As a child, I hated fish, or so they thought. My mum and nana would try everything they could think of to try and get me to eat fish. Of course, I wasn’t a stubborn child except where eating fish was concerned so they had their work cut out for them. Eventually they realized that the reason I wouldn’t eat fish was that I was okay with eating fish but what I actually hated having to debone the cooked fish before eating. Ironically I didn’t mind eating fried sardines and fried karli (silver barfish), the boniest of the varieties available here, go figure! So my loving grandma would patiently sit and debone the fish on my plate, which I would very willingly eat up. Oh, the memories.
Anyway, moving on to the current day scenario, I love fish. And one of my current day favorites are crunchy (fresh) bombay duck fillets. The best part is, my husband, Ashley, is a genius at filleting these guys. Lucky me!!! Nothing could be simpler that making this dish. You really should try this. I want you to enjoy something this delicious. This is not so much a recipe, but simple pointers to making the fillets. Please adjust flavors to your liking
Crunchy Bombay Duck Fillets
Bombay ducks, cleaned and filleted
Red chilly powder
Salt, to taste
Lime juice to taste
Apple cider vinegar, to taste
Besan (chickpea flour)
Bread crumbs, to coat
Oil, for frying
Wash the fish and pat dry. Lay the fillets out flat on a plate.
Sprinkle the salt, turmeric powder, red chilly powder, lime juice and apple cider vinegar over the fish. Gently, turn over to make sure that both sides are seasoned. Its hard to give you quantities for the spices, since everyone has different preferences. I make sure that there is a little sprinkling of the spices on all the fish on both sides. Handle lightly as this is a delicate fish.
Sprinkle some chickpea flour over the fish on both sides till lightly coated. You can add a few drops of water to help you with this. The chickpea flour will help the fish stay together so please don’t omit it. Since this is a delicate fish, leaving it out will result in the fish breaking up while you try to move it around in the pan.
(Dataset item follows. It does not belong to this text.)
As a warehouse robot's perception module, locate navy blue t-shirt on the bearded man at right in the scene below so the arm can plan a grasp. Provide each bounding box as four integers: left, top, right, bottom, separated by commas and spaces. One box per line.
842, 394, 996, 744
You don’t want a thick layer or a chickpea batter coat, just a light sprinkling to bind it.
Keep aside for about 15 minutes.
Heat a couple of tablespoons of oil in a pan.
Dredge the fillets in breadcrumbs to coat them well. This will give you a crunchy fillet.
Shallow fry on a medium flame. Do not move the fish around in the pan, till a crust has formed on the bottom. Moving it to early will break the fish up. Once the bottom side has formed a nice brown crust, turn over and cook on the other side till done.